Here I am not arguing for a particular reading of the history or our epics, though it is possible and necessary to read and reinterpret all these texts that make our national cultural assets from the point of view of sections who had hitherto remained subaltern or sidelined. The nation needs to accept that our national tradition cannot be one-sided or partisan. It has to widen its scope to accept and celebrate the varied strands in our social and political life whether it be the the lives of our tribal people, the women, dalits or the minorities and untouchables, who were denied the rightful place in our history. But when we accept and follow a static historical and cultural model, we are sure to fall prey to more partisan, parochial and inherently counter-productive tendencies in the name of nationalism.
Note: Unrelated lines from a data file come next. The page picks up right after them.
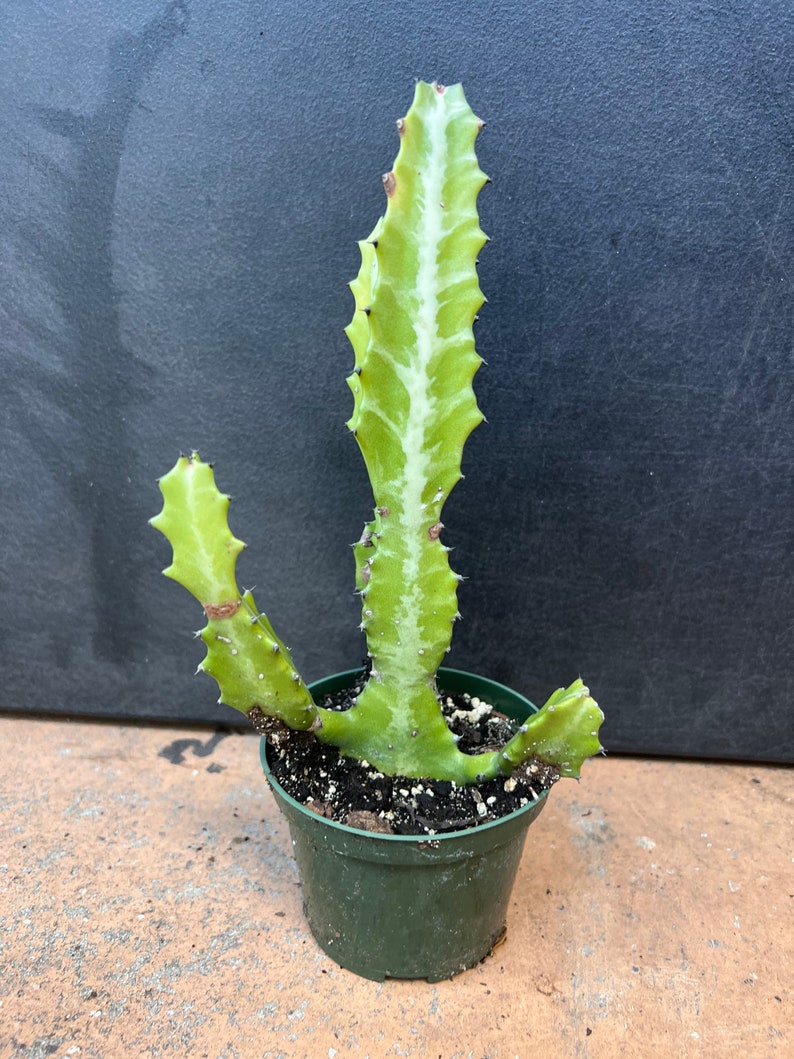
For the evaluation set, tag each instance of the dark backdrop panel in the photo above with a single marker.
(182, 185)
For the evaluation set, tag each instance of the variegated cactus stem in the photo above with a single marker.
(416, 300)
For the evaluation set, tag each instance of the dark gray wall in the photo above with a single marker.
(181, 189)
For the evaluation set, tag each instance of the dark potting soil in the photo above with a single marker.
(356, 793)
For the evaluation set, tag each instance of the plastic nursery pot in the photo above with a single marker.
(409, 907)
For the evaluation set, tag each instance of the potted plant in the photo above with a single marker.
(412, 905)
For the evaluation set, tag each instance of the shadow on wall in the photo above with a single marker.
(102, 380)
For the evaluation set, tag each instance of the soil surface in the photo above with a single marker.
(356, 793)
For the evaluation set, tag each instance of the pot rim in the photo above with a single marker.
(421, 840)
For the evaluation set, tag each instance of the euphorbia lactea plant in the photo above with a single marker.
(416, 300)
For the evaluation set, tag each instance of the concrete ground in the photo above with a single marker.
(149, 905)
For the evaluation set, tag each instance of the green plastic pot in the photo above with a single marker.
(408, 907)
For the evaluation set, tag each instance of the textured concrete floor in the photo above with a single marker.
(149, 907)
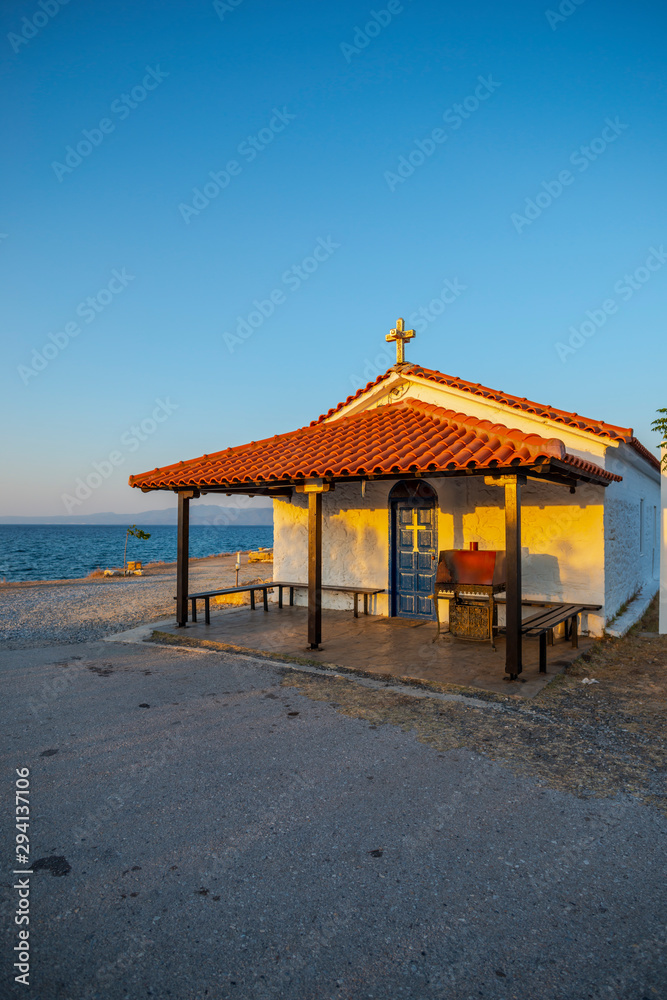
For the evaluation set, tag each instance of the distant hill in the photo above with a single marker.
(200, 513)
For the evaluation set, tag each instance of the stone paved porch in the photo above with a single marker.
(382, 647)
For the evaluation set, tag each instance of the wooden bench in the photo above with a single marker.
(251, 588)
(542, 625)
(358, 592)
(206, 596)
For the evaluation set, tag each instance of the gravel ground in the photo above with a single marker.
(202, 829)
(205, 825)
(65, 611)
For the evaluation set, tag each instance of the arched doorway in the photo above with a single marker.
(413, 549)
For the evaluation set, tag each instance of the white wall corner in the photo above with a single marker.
(636, 609)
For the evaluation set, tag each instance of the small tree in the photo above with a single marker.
(661, 425)
(136, 533)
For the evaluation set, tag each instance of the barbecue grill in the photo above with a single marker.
(470, 579)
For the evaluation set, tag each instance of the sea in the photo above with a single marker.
(70, 551)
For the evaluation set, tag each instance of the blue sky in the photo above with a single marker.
(540, 199)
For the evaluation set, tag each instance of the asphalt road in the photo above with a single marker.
(220, 835)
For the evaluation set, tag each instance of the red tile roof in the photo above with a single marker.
(398, 439)
(598, 427)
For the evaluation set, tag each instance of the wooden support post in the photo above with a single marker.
(314, 569)
(513, 650)
(182, 557)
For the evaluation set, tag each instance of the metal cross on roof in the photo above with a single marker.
(400, 335)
Hence I do believe we need to think about a more comprehensive, more accommodative and more tolerant variant of nationalism and national tradition when we think of cultural products in the contemporary Indian context. The pubic broadcasters do have a major role to play here; they have failed to uphold this role in the past. Hope they will not in future.

(A note prepared for the editors conclave held in Thiruvananthapuram as part of Public Broadcasters Day, November12, 2008.)

2 comments:

Unknown said...

I have my doubts about the idea of secularism as we generally understand by the word.And the european idea of state and religion as two distinct entities kept apart is not the only ideal way of relation among the two.East's way of thinking on their engagements and the multiple models available on this regard other than the only european model of secular practice demand a compelling perusal.Is it possible and desirable to mechanically divide human mind into two distinct chambers?When you touch ballot switch off religion in your mind and when you think of god switch of politics.Is this possible?

Unknown said...

Apropos the comment above, I have no doubt that religion and politics cannot be kept separate, that they belong to water-tight compartments that do not mix. They can't be. History says so and our own experience says this.

But my argument here in this piece has been that our state's understanding of religion was faulty; it never attempted a mature approach to religion and its possibilities. Hence it helped a retrograde concept of religion and not a progressive, or an inclusive,one.

That should change and if it does no change,we would be helping promote negative and harmful tendencies that will ultimately destroy our nation.